When I got him he didn't get along with one of my clowns, I think the clown was the aggressor though, they were literally going to kill each other. One morning I found the Hawk had the clown pinned to the sandbed with her entire fin in his mouth holding her against the ground. I blasted them with a turkey baster to break it up. I had to move the clown out because I like the Hawk more.


----------



## fury165 (Aug 21, 2010)

Flexin..check out these Anthias on sale  http://www.liveaquaria.com/diversden/ItemDisplay.cfm?c=2733+3&ddid=225888


----------



## 12273 (Nov 3, 2012)

2 or 3 helrichi fire fish . I love em . But a little pricey 


Sent from my iPhone using Tapatalk


----------



## Flexin5 (Nov 12, 2011)

fury165 said:


> Flexin..check out these Anthias on sale  http://www.liveaquaria.com/diversden/ItemDisplay.cfm?c=2733+3&ddid=225888


If they are on sale I better get two pairs! Lol!

Spun by a reef boutique, picked up a large copperband, Red Sea salifin tang ( that the powder blue is picking on a bit) and a 6 line wrassie


----------



## Bullet (Apr 19, 2014)

Congrats on your purchase !
Sorry in advance if this is a hijack 
I'm kinda new to the reef world and curious about QT of new fish additions 
Colin has top end animals for sure and I'm not sure about his QT process but I know that he doesn't sell anything that isn't ready to go 
I've read that some hobbyists will QT up to 6 weeks before introducing a new fish into their DT ? 
Just curious if it's recommended to QT ALL new additions or am I being overly cautious?


----------



## 12273 (Nov 3, 2012)

Recommended to QT. Do most people do it?
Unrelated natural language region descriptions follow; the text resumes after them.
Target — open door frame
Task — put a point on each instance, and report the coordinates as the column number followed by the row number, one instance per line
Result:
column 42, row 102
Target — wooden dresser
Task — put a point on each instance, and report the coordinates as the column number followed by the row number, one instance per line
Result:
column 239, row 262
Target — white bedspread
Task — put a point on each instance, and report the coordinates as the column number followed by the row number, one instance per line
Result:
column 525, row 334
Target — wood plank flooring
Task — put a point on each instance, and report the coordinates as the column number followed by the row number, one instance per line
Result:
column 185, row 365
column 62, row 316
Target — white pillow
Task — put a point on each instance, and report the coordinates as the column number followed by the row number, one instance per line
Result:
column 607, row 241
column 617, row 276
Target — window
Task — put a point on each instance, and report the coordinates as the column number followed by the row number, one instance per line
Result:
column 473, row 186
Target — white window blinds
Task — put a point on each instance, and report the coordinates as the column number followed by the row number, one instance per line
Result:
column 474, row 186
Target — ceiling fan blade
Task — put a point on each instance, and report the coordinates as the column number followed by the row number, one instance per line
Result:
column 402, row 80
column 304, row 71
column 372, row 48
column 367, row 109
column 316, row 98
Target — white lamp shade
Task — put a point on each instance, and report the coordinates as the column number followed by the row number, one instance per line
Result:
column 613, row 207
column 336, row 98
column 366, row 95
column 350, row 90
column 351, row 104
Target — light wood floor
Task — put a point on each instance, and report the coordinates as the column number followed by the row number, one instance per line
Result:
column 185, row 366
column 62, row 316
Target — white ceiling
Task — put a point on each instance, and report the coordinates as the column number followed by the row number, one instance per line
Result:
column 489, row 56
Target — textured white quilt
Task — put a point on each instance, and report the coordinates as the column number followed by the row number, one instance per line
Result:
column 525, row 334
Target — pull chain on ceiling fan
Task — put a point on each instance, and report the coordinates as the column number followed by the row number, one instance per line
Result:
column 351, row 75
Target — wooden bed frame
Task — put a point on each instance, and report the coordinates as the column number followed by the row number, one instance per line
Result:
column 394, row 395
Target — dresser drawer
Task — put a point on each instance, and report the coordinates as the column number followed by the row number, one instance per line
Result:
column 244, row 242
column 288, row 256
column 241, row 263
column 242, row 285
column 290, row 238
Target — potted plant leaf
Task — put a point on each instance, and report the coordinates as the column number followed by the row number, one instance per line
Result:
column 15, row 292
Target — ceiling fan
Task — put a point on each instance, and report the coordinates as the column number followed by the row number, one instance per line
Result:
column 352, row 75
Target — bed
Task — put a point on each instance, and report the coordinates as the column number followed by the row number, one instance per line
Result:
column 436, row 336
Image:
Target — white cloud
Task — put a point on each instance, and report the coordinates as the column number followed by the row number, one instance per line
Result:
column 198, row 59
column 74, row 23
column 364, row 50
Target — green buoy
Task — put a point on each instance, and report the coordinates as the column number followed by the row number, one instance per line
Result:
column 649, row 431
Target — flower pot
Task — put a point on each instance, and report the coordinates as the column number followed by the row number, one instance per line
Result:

I don't think so. 


Sent from my iPhone using Tapatalk


----------



## Crayon (Apr 13, 2014)

[QUOTE
Spun by a reef boutique, picked up a large copperband, Red Sea salifin tang ( that the powder blue is picking on a bit) and a 6 line wrassie[/QUOTE]

All good choices! The copperband and tang probably won't jump. But wrasse are wrasse, so good luck. But as wrasse go, the 6 line is cool and I don't think ours has tried to jump, but hard to tell. I am sure the bullying between tangs will settle down, they will sort it out.

We have a blue tang, tommini, purple, sail fin and powder brown. There was always a little bit of hacking when a new fish arrived, and even now, the purple and sail fin will sometimes go at it. Not bad, and nothing I worry about.

Our copperband was awesome, too. Ate really well, super fat, but one night he jammed himself in a rock and died. What I read is that they can get scared really easily and we had had a huge thunderstorm, so.....not sure about that, but, he died. My fav fish.

Good luck with your new additions!


----------



## Flexin5 (Nov 12, 2011)

^thanks! i think it was just new tank mate initiation from the powder blue because today i was half expecting the sail fin to be torn to shreds; actually he looked great! and today all the tangs are nice and happy getting along. 

on thing that i noticed that worked, was when the tangs were getting a little aggressive toward the new tank mates, i would add some food to the tank; they would eat and it calmed them right down. now they don't even care..lol


----------